The prohibition on the manufacture, sale and distribution of alcoholic beverages in America had been put in place Jan. 17, 1920, with a constitutional amendment.
A local paper observed the difference.
“Of course, there was whisky, evidenced by sagging overcoat pockets and these swellings of the hip peculiar to one who had fallen on the ice, but liquor was a disconnected undertone, not the blare of bugles that it used to be. As opposed to the one-time squads and phalanxes and parties and columns of laughing, shouting and more or less ditzy merrymakers, an intoxicated person Friday night generally drew a small knot of curious onlookers after him as he homeward wove his weary way.”
This is not to say people weren't partying. They simply were partying inside.
“The hotels, remembered as headquarters of old Rip Revelry in the days that are no more, were by no means deserted Friday night. There was dancing and merriment, frolic and disporting, with paper caps and trick favors, and all the former accompaniment and atmosphere of the Eve, but the life of the party was not there. In most places, the committees of reception for the new year broke up at a comparatively early hour, at the Athletic Club the revelry stopping at midnight.”

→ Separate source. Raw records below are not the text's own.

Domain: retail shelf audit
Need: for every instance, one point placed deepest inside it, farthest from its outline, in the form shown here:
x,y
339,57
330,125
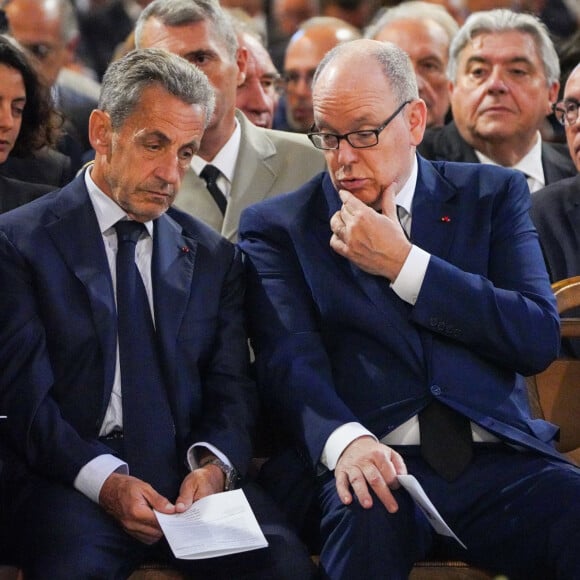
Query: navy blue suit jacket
x,y
334,344
446,144
58,334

None of this should imply that the town was deserted on New Year’s Eve. In addition to the hotels and restaurants, most local churches were open and holding special watch services as the New Year approached.
Even if the rather raucous celebrating of earlier years was not to be found on the streets, people still found a number of places to spend their time on New Year’s Eve.

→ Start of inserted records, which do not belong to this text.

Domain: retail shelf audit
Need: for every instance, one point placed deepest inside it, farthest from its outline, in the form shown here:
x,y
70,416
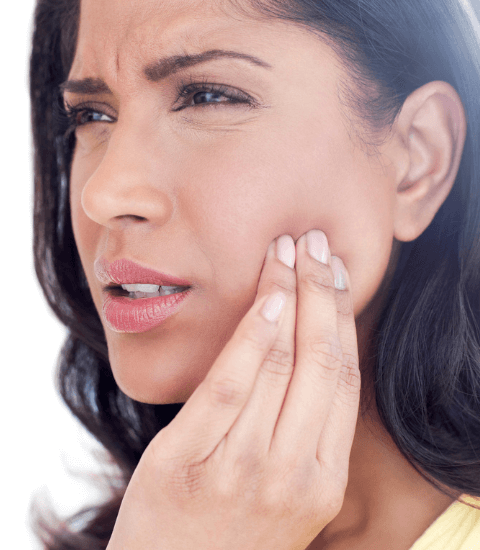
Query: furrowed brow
x,y
159,70
167,66
85,86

Of course, several people perhaps retired early because New Year’s Day would be busy, as well.
Traditionally, New Year’s Day was celebrated with people visiting and receiving friends and neighbors with greetings and best wishes for the new year. Many residents of Columbus, especially those of “a certain age and background,” still made the rounds and paid the respects expected of them.

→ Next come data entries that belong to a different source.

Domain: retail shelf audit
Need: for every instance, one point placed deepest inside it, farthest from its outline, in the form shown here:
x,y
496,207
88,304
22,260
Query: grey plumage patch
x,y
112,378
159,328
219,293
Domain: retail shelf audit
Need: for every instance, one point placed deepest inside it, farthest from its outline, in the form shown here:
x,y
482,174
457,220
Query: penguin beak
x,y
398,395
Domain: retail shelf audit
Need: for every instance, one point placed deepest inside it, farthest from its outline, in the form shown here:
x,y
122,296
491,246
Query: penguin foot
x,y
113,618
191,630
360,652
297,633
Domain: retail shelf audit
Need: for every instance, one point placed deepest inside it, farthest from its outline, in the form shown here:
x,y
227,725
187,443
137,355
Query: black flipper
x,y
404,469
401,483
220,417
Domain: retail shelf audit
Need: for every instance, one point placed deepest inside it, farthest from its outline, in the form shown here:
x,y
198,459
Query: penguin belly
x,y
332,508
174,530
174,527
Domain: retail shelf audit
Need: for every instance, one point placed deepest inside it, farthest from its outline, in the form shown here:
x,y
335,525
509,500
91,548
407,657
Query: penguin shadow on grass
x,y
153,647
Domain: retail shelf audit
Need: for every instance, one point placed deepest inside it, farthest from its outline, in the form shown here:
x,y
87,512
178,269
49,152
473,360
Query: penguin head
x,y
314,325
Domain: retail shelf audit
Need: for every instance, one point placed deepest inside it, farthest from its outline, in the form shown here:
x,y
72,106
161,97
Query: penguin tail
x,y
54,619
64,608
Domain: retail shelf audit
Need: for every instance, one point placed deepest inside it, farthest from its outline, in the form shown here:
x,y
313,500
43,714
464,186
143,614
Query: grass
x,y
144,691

Other people found other things to do. The Ohio State University football team was in California to participate on New Year’s Day in the traditional East-West game, this time against the University of California.
Ten thousand people gathered in the state fairgrounds coliseum, where a play-by-play account of the game was read as the game was played.
“The spectators showed they were of the dyed-in-the-wool type and stuck with the Wilcemen (Ohio State’s coach was John Wilce) even when the score was overwhelmingly against them. They cheered every chance they had. The demonstration was a wonderful testimonial to the staunch backing of the followers of the Scarlet and Gray.”
Ohio State lost 28-0.
Nevertheless, “it was a holiday bedecked crowd that rocked the Coliseum, jovial and optimistic.”
It was a rousing beginning to the decade that soon would be known as the Roaring Twenties.
Local historian and author Ed Lentz writes the As It Were column for ThisWeek Community News.